First was Mara. Never felt any desire to say that I loved her. Moving on.
Alissa. This is where I used to draw a baseline for love, where all my comparisons went. But then I started thinking about it, and I realized something about how things went with saying “I love you”. You see, the first time saying it I was nervous and full of apprehension. This eased some when she said it back, but we still had to take time for it to ease into being normal. The only thing that gave it the illusion of being normal was the giddy “We’re in love!!” feeling that comes from such a situation. Now, when it eased into normalcy, I believe it was almost true love. It was a fairly decent comparison, but while it was normal, it didn’t start that way naturally, and thus was forced into being the norm for the relationship.
Joanna. Never said the words to her, but wanted to very badly at times. My relationship with Joanna was based on truth and perceptions of reality, which, while it led to the end of the relationship, still leads me to believe that it was our attempt at proper perception of the way we felt that kept either of us from saying those words. I have no doubt in my mind that she wanted to hear and say them as well, but it just seems proper for the guy to say it first (don’t ask me why). During the time of our relationship, I tried to use the excuse that I was afraid to say it, but in the back of my mind I knew I couldn’t say it and really mean it.
Jaylene. When I first said “I love you” to Jaylene, it was a slip-up.

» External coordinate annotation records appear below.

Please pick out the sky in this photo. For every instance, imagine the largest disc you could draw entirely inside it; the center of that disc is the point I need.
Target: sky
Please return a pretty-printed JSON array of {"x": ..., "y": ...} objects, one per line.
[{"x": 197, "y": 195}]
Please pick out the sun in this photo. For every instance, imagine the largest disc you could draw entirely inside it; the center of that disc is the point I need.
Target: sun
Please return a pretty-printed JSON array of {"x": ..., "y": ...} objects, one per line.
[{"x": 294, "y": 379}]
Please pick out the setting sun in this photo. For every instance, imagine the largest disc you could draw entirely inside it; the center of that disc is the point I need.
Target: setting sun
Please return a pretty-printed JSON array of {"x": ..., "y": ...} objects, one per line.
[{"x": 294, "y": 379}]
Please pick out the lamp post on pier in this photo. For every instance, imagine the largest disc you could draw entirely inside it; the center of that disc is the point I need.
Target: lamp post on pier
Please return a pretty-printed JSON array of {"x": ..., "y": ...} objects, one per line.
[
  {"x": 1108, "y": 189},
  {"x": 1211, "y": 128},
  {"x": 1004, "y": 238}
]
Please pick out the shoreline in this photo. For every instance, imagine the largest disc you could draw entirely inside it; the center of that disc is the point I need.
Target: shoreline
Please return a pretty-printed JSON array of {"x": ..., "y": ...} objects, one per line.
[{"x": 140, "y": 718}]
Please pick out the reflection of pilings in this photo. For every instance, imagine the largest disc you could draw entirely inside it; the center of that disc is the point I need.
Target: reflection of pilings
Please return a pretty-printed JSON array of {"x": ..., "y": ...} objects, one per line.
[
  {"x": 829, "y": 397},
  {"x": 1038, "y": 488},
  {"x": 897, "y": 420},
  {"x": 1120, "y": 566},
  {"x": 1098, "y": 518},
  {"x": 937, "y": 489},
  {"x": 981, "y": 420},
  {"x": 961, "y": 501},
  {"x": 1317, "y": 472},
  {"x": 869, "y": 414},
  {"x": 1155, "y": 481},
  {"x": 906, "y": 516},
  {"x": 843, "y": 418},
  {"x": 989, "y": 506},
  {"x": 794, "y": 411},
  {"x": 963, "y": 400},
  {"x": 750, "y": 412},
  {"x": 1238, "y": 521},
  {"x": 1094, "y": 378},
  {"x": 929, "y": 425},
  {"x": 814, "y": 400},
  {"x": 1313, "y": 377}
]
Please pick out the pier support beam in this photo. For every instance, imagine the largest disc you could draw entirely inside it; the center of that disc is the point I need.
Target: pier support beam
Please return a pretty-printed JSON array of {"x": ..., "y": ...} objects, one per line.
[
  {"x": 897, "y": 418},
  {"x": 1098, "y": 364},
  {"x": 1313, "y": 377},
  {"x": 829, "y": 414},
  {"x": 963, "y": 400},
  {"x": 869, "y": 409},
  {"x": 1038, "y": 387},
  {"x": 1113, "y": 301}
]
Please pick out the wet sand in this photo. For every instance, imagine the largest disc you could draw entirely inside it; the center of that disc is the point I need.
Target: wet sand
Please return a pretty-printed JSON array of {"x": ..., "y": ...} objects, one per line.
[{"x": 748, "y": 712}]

I had been wanting to say it, but was too afraid (and I suspect subconsciously still using the perceptions from my relationship with Joanna, which were falling) until one day I meant to whisper something in her ear to make her smile, and instead said “I love you”. While at first this may seem like it could fall under the idea of natural, since it wasn’t my intention, there was still the nervousness and apprehension attached, and the way my body and mind reacted when I first said it was indicative of said attached feelings. There was also the period of being giddy about being in love before the words fell into normalcy. However, looking back on it more objectively, it wasn’t natural, and was initially forced.
Alexa. Here’s where things get interesting, and where I had to try my hardest to stay objective. However, things here just line up too easily. The first time I said “I love you” to Alexa was before she left the first time. During that time, I consider myself to have been right in the midpoint of being recovered from Alissa and starting in on Joanna, and therefore at one of the most sound points mentally and emotionally since my dating career started. When I first said it to Alexa, there was no apprehension, no nervousness, and it was said on accident. After I said it, I realized what I had said, and instead of the slight panic like I felt with Jaylene, I felt comfort, despite the fact that she was moving. While the fact that she was moving could have been a reason for the feeling of nerves and apprehension being nonexistant (saying it to someone you may never see again could be easier than saying it to someone you will probably see the next day), when I talked to her the one time while she was gone, and then when I saw her again when she returned, I was still able to say it without any kind of problem. When I found out she was coming back, I was unsure as to whether or not I would be persuing a relationship with her, because I was still unsure of her disposition towards me, since I felt she had every right to not want to see or talk to me again. However, as is well known, we picked up right where we left off, and here we are now, in a relationship despite the distance.
While I still can’t read the future (still trying to get that trick down), and therefore can’t know if the way I feel for Alexa will eventually lead to marriage, I realized that this is the closest I’ve been. Until I realized this, there was a part of me that still wanted Jaylene or Alissa back, and even a small part that wanted me to go after another girl. Now that this realization has come, I’m more than happy knowing that, eventually, I’ll see Alexa again, and that I’m truly lucky for what I have.
I’m not here to show off my relationship. I’m merely using what I’ve been through as an example of self-analysis. I’m not here to make you question your friendships and relationships. But I’ve come to realize that some objectivity might have caused a lot of my frustration to have been relieved earlier.
I have an odd feeling that this post might case some slight annoyance, and for that I apologize. But for some reason, this train of thought hit me pretty hard. I guess I’ve been doing a little too much dwelling on the past, but isn’t the past what shapes the future?